This is precisely what American storm chaser Josh Morgerman, who is on the ground documenting Uwan, warned about. He had to “set the record straight” against the wave of misinformation, stating: “These mountains do not protect the east coast of Luzon, which regularly experiences some of the strongest tropical cyclone impacts in the world.”
The science, in fact, tells a much scarier story. A 2023 study from the Philippine Journal of Science by Drs. Gerry Bagtasa and Bernard Alan Racoma analyzed 45 typhoons. Their findings are not a gentle correction; they are an operational mandate.
The study found the Sierra Madre can reduce wind strength by a mere 1% to 13%. That is not protection; it’s a slight inconvenience for a super typhoon. More alarmingly, the range enhances rainfall by 23% to 55% in the western part of Luzon. As the DOST itself summarized, “hindi ito nagbibigay ng ganap na proteksyon” (it does not give full protection).
This data is a direct order to our communities, leaders, and disaster managers. “Ditch the folklore” means redrawing our risk maps. It means the governor of Isabela must plan for a direct hit, not a weakened storm. It means the governor of Pangasinan must prepare for more rain, not less. The same can be said in the case of Guimaras and Iloilo.
This whole episode reveals a deep-seated part of our national psyche. We love a deus ex machina. We romanticize the Sierra Madre in the same way we romanticize our own “resilience”—as a passive, magical force that will see us through.
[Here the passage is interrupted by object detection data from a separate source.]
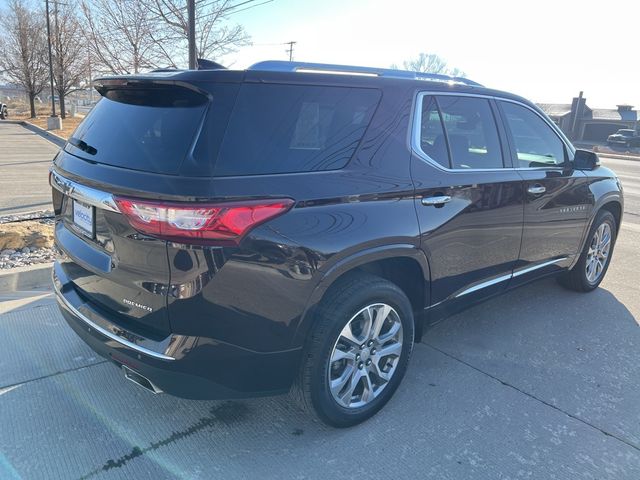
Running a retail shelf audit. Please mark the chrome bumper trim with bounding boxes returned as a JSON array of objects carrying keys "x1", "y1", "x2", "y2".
[{"x1": 51, "y1": 272, "x2": 175, "y2": 360}]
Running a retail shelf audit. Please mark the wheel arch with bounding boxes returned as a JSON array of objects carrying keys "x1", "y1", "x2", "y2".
[
  {"x1": 294, "y1": 244, "x2": 431, "y2": 346},
  {"x1": 568, "y1": 192, "x2": 624, "y2": 270}
]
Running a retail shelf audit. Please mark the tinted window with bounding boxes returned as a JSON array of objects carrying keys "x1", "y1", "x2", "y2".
[
  {"x1": 436, "y1": 96, "x2": 504, "y2": 169},
  {"x1": 502, "y1": 102, "x2": 565, "y2": 168},
  {"x1": 214, "y1": 84, "x2": 380, "y2": 176},
  {"x1": 420, "y1": 97, "x2": 451, "y2": 168},
  {"x1": 65, "y1": 88, "x2": 206, "y2": 174}
]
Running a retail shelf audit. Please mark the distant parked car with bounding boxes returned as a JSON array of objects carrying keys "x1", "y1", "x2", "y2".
[{"x1": 607, "y1": 128, "x2": 640, "y2": 147}]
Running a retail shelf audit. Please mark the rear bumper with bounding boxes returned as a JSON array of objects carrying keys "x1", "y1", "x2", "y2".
[{"x1": 53, "y1": 263, "x2": 301, "y2": 399}]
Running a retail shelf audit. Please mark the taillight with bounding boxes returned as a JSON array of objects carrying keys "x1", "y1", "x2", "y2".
[{"x1": 115, "y1": 197, "x2": 294, "y2": 244}]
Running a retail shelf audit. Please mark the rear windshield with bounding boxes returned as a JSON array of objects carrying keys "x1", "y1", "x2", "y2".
[
  {"x1": 213, "y1": 84, "x2": 380, "y2": 176},
  {"x1": 65, "y1": 87, "x2": 207, "y2": 174}
]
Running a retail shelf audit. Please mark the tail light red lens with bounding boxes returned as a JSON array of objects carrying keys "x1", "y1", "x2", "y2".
[{"x1": 115, "y1": 197, "x2": 294, "y2": 244}]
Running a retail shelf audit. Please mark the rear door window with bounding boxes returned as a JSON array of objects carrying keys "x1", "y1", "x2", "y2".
[
  {"x1": 420, "y1": 95, "x2": 504, "y2": 170},
  {"x1": 500, "y1": 102, "x2": 566, "y2": 168},
  {"x1": 214, "y1": 84, "x2": 380, "y2": 176}
]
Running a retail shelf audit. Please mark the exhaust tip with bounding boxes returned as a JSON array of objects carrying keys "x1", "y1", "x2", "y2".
[{"x1": 122, "y1": 365, "x2": 162, "y2": 395}]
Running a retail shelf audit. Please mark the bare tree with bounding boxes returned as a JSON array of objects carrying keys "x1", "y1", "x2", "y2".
[
  {"x1": 51, "y1": 0, "x2": 87, "y2": 118},
  {"x1": 0, "y1": 0, "x2": 48, "y2": 118},
  {"x1": 141, "y1": 0, "x2": 255, "y2": 63},
  {"x1": 82, "y1": 0, "x2": 176, "y2": 74},
  {"x1": 391, "y1": 53, "x2": 466, "y2": 77}
]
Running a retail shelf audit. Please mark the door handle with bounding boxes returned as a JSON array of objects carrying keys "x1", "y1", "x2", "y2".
[
  {"x1": 527, "y1": 184, "x2": 547, "y2": 195},
  {"x1": 422, "y1": 195, "x2": 451, "y2": 207}
]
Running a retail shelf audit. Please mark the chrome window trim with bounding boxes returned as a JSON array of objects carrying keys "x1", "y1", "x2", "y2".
[
  {"x1": 50, "y1": 170, "x2": 120, "y2": 213},
  {"x1": 51, "y1": 272, "x2": 175, "y2": 360},
  {"x1": 410, "y1": 90, "x2": 575, "y2": 173}
]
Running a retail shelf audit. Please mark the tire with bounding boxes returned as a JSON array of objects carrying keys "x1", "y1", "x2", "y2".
[
  {"x1": 292, "y1": 273, "x2": 415, "y2": 427},
  {"x1": 559, "y1": 210, "x2": 617, "y2": 292}
]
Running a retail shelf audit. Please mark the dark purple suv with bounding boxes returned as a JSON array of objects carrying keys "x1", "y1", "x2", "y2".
[{"x1": 51, "y1": 62, "x2": 623, "y2": 426}]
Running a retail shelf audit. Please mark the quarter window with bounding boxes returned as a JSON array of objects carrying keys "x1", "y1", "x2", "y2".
[
  {"x1": 501, "y1": 102, "x2": 566, "y2": 168},
  {"x1": 420, "y1": 96, "x2": 504, "y2": 170}
]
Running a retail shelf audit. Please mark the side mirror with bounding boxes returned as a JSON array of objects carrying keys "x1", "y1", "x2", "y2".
[{"x1": 573, "y1": 150, "x2": 600, "y2": 170}]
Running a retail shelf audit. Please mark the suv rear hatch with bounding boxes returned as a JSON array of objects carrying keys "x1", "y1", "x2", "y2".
[
  {"x1": 52, "y1": 79, "x2": 220, "y2": 338},
  {"x1": 54, "y1": 71, "x2": 381, "y2": 344}
]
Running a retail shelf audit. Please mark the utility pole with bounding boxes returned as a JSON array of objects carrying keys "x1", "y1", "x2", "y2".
[
  {"x1": 285, "y1": 42, "x2": 298, "y2": 62},
  {"x1": 187, "y1": 0, "x2": 198, "y2": 70},
  {"x1": 45, "y1": 0, "x2": 57, "y2": 117}
]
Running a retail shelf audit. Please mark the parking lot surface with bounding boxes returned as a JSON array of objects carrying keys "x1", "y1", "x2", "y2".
[
  {"x1": 0, "y1": 226, "x2": 640, "y2": 480},
  {"x1": 0, "y1": 122, "x2": 59, "y2": 217}
]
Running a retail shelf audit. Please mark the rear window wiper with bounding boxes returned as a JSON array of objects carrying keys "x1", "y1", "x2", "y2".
[{"x1": 69, "y1": 137, "x2": 98, "y2": 155}]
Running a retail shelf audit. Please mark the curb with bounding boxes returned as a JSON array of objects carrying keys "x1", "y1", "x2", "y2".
[
  {"x1": 0, "y1": 262, "x2": 53, "y2": 293},
  {"x1": 2, "y1": 120, "x2": 67, "y2": 148},
  {"x1": 21, "y1": 120, "x2": 67, "y2": 148}
]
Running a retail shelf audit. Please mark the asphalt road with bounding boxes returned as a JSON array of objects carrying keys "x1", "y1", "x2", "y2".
[
  {"x1": 600, "y1": 155, "x2": 640, "y2": 225},
  {"x1": 0, "y1": 121, "x2": 59, "y2": 217},
  {"x1": 0, "y1": 226, "x2": 640, "y2": 480}
]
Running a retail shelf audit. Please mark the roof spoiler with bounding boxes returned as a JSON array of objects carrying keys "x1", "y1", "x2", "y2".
[
  {"x1": 198, "y1": 58, "x2": 227, "y2": 70},
  {"x1": 248, "y1": 60, "x2": 482, "y2": 87}
]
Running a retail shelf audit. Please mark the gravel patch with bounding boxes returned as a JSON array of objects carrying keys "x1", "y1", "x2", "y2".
[
  {"x1": 0, "y1": 247, "x2": 56, "y2": 270},
  {"x1": 0, "y1": 210, "x2": 53, "y2": 225},
  {"x1": 0, "y1": 217, "x2": 57, "y2": 270}
]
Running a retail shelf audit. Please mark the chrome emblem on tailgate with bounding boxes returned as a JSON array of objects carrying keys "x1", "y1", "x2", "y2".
[{"x1": 122, "y1": 298, "x2": 153, "y2": 312}]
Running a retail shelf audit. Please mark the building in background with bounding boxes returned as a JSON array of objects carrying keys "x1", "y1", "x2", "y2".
[{"x1": 538, "y1": 92, "x2": 640, "y2": 143}]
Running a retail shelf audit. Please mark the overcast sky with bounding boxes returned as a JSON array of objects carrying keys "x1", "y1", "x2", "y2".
[{"x1": 223, "y1": 0, "x2": 640, "y2": 109}]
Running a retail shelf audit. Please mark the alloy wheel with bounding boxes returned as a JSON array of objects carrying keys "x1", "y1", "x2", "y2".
[
  {"x1": 328, "y1": 303, "x2": 403, "y2": 408},
  {"x1": 585, "y1": 222, "x2": 611, "y2": 283}
]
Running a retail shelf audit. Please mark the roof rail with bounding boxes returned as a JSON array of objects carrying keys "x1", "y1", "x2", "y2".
[{"x1": 248, "y1": 60, "x2": 482, "y2": 87}]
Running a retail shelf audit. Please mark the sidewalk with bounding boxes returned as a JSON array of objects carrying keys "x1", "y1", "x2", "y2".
[{"x1": 0, "y1": 122, "x2": 59, "y2": 217}]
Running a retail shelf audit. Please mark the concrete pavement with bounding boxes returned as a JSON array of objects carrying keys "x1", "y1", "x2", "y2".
[
  {"x1": 0, "y1": 228, "x2": 640, "y2": 480},
  {"x1": 0, "y1": 121, "x2": 59, "y2": 216}
]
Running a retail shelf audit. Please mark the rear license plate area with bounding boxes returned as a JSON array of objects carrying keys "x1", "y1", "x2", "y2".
[{"x1": 73, "y1": 200, "x2": 95, "y2": 238}]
In the age of climate change, this romanticism is fatal. Super Typhoon Uwan is a brutal call for our national maturity. We must, collectively, grow up. We must trade our comforting myths for hard science and our hope for hard work. The shield is not the mountain. The real shield is data-driven policy, properly funded science at PAGASA and DOST, and a public educated on reality, not romance.